Distributions of pore formation lag times. Histograms of lag times Tlag for different initial concentrations of aerolysin. The distribution of lag times shifts to shorter times and gets narrowed with higher concentrations of aerolysin.

The distributions for Tlag showed a clear concentration-dependence, with a shift toward shorter times as the toxin concentration increased (Fig. 2). The mean 〈Tlag〉 scaled as a power law of the initial toxin concentration c: 〈Tlag= const × c−x with x = 0.67 ± 0.07 (Fig. 3 A). Moreover, the standard deviation (SD) of Tlag scaled with a power law with the same exponent x, so that the SD varied linearly with respect to the mean, across all tested concentrations, with a slope b = 0.4 ± 0.01 (Fig. 3 B). This indicates that the coefficient of variation (CV = b = SD/〈Tlag〉), a measure of the stochasticity of the underlying biochemical process, is independent of initial monomer concentration. Most notably, the distributions for the different concentrations collapsed into a single curve after rescaling the times by the concentration-dependent means, indicating that not only the mean and SD scaled with concentration, but so did the full distributions (Fig. 3 C). Such a scaling strongly constrains the underlying pore formation process. Importantly, it indicates that the rates of all reactions underlying the pore formation process must follow the same dependence on the monomer concentration.

Figure 3.

Figure 3

Scaling properties of lag times with monomer concentration. (A) Scaling of the average pore formation time 〈Tlag〉 as a power law in function of the initial aerolysin concentration. (Inset) Double logarithmic plot. The fitted slope is a = 0.67 ± 0.07. (B) Linear scaling of the SD of Tlag in function of the average of 〈Tlag〉. The fitted slope b = 0.4 ± 0.01 represents the coefficient of variation (CV = SD/〈Tlag〉) of the lag times Tlag and is independent of the concentration. (C) Cumulative distributions for different aerolysin concentrations collapse after being rescaled with a concentration-dependent power law.

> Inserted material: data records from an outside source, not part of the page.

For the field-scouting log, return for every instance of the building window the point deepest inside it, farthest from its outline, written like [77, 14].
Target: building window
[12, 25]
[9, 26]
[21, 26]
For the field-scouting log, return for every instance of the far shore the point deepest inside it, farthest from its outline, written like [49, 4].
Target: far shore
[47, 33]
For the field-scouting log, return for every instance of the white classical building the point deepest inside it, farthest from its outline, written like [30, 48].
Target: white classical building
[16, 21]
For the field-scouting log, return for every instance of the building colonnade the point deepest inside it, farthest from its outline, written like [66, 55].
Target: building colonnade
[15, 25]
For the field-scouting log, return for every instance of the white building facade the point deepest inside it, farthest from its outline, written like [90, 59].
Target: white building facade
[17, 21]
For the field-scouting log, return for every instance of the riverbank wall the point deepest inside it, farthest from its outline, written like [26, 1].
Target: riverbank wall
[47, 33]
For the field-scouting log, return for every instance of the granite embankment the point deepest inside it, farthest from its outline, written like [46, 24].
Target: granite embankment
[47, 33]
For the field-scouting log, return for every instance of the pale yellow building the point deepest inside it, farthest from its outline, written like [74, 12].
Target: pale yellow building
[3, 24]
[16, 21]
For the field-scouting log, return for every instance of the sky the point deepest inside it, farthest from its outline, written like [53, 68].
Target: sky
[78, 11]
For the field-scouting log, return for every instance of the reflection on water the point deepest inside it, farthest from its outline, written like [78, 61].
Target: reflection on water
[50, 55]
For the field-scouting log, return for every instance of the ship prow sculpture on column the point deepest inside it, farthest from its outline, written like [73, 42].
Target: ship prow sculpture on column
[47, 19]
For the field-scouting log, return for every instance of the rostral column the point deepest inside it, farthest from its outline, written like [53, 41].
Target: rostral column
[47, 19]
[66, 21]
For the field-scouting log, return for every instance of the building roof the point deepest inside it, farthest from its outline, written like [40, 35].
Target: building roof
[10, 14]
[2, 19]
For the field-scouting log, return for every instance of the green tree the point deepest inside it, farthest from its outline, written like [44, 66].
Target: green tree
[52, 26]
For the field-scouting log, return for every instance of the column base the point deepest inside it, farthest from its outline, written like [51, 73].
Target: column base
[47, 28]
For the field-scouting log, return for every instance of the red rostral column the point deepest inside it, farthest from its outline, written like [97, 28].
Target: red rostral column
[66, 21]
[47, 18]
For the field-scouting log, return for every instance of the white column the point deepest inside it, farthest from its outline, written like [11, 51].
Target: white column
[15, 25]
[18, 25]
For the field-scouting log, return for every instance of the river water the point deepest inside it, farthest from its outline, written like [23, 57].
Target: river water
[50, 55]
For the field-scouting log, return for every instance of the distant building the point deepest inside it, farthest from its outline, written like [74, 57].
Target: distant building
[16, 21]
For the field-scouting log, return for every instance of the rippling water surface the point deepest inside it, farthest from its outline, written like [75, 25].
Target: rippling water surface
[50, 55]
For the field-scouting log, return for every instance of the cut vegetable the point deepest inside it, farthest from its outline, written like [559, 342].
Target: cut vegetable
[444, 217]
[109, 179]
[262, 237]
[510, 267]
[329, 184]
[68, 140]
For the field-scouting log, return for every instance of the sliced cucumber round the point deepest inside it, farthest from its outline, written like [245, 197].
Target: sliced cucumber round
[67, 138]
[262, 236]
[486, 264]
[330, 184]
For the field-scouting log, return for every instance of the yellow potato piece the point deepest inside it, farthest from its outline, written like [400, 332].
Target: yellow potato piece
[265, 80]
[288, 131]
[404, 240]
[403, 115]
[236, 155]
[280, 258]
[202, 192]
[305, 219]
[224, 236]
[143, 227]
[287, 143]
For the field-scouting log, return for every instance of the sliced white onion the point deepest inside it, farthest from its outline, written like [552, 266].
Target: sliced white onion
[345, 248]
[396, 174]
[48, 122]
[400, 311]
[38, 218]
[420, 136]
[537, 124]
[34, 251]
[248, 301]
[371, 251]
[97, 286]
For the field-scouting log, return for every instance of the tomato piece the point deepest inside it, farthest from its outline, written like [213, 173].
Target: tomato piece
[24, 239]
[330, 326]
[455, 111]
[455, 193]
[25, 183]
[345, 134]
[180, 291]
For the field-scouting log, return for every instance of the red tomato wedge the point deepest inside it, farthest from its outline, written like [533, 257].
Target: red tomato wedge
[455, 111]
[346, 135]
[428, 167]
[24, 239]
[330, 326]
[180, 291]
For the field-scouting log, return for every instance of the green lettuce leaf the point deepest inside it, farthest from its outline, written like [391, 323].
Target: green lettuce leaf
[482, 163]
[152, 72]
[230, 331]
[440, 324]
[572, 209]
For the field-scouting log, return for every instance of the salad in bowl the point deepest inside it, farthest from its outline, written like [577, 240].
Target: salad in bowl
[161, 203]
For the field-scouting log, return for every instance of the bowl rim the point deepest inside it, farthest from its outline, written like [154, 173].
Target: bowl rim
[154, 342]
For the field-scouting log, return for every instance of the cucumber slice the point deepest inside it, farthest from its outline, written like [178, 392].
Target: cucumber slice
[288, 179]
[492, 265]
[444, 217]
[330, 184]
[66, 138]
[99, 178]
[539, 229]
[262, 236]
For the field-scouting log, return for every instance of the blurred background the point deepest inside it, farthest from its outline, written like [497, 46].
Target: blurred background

Kinetics of aerolysin pore formation

A simple yet quite general kinetic model that satisfies the scaling constraint is a sequential process of N independent and irreversible reactions that need to occur to produce a functional pore. When the rates of the individual reactions are taken as ki(c) = ai cx (the index i denotes the ith reaction), the corresponding reaction times for that step are distributed exponentially with mean 1/ki(c). Hence, given N reaction steps, the distribution of lag times Tlag represents the convolution of N exponential distributions, which is a particular case of the phase-type distribution (Materials and Methods).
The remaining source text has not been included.